Returns an average query ready to be evaluated.

QueryBuilder.bin_column

Creates a new column by assigning the values in a given column to bins.

QueryBuilder.count

Returns a count query ready to be evaluated.

QueryBuilder.count_distinct

Returns a count_distinct query ready to be evaluated.

QueryBuilder.drop_infinity

Remove rows containing infinite values.

QueryBuilder.drop_null_and_nan

Removes rows containing null or NaN values.

QueryBuilder.enforce

Enforces a Constraint on the table.

QueryBuilder.filter

Filter rows matching a condition.

QueryBuilder.flat_map

Applies a mapping function to each row, returning zero or more rows.

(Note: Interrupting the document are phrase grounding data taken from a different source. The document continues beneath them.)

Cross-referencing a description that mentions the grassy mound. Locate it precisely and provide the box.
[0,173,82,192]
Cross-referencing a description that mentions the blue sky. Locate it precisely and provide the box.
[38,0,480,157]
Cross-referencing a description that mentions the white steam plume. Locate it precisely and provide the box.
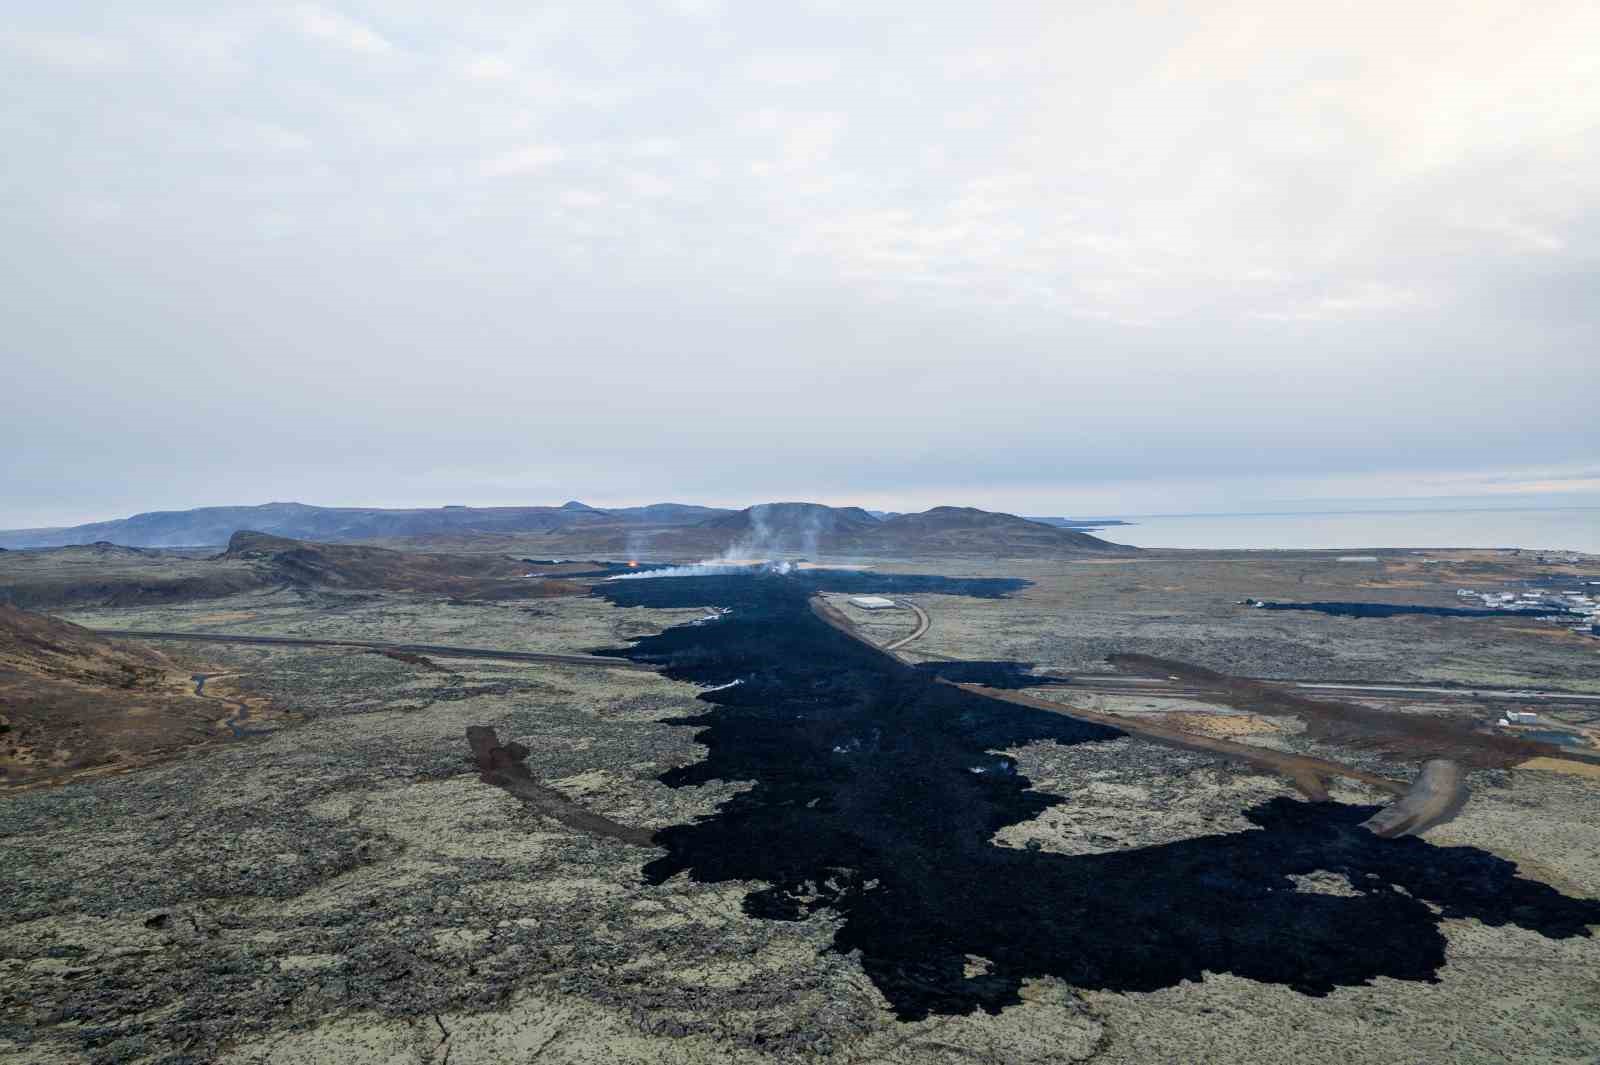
[607,560,795,580]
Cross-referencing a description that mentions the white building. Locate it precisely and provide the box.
[848,596,898,610]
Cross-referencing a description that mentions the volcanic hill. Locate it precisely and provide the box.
[692,502,1134,556]
[0,605,275,789]
[0,534,590,610]
[869,506,1133,555]
[0,500,726,550]
[0,542,267,610]
[220,532,584,599]
[0,500,1134,557]
[703,502,883,555]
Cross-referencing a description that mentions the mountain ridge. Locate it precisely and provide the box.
[0,500,1134,556]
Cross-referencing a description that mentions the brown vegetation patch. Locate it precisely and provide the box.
[1518,757,1600,780]
[367,649,450,672]
[0,605,285,790]
[1160,711,1283,737]
[193,611,258,624]
[1497,625,1597,647]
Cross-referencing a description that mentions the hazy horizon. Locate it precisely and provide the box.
[4,2,1597,528]
[6,493,1598,535]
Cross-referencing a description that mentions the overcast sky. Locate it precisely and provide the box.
[3,1,1597,527]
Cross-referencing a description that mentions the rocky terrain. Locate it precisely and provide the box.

QueryBuilder.flat_map_by_id

Applies a transformation to each group of records sharing an ID.

QueryBuilder.get_bounds

Returns a query that gets approximate upper and lower bounds for a column.

QueryBuilder.get_groups

Returns a query that gets combinations of values in the listed columns.

QueryBuilder.groupby

Groups the query by the given set of keys, returning a GroupedQueryBuilder.

QueryBuilder.histogram

Returns a count query containing the frequency of values in specified column.

QueryBuilder.join_private

Join the table with another QueryBuilder.

QueryBuilder.join_public

Joins the table with a DataFrame or a public source.

QueryBuilder.map

Applies a mapping function to each row.

QueryBuilder.max

Returns a quantile query requesting a maximum value, ready to be evaluated.

QueryBuilder.median

Returns a quantile query requesting a median value, ready to be evaluated.

QueryBuilder.min

Returns a quantile query requesting a minimum value, ready to be evaluated.

QueryBuilder.quantile

Returns a quantile query ready to be evaluated.

QueryBuilder.rename

Renames one or more columns in the table.

QueryBuilder.replace_infinity

Replaces +inf and -inf values in specified columns.

QueryBuilder.replace_null_and_nan

Replaces null and NaN values in specified columns.

QueryBuilder.select

Selects the specified columns, dropping the others.

QueryBuilder.stdev

Returns a standard deviation query ready to be evaluated.

QueryBuilder.sum

Returns a sum query ready to be evaluated.

QueryBuilder.variance

Returns a variance query ready to be evaluated.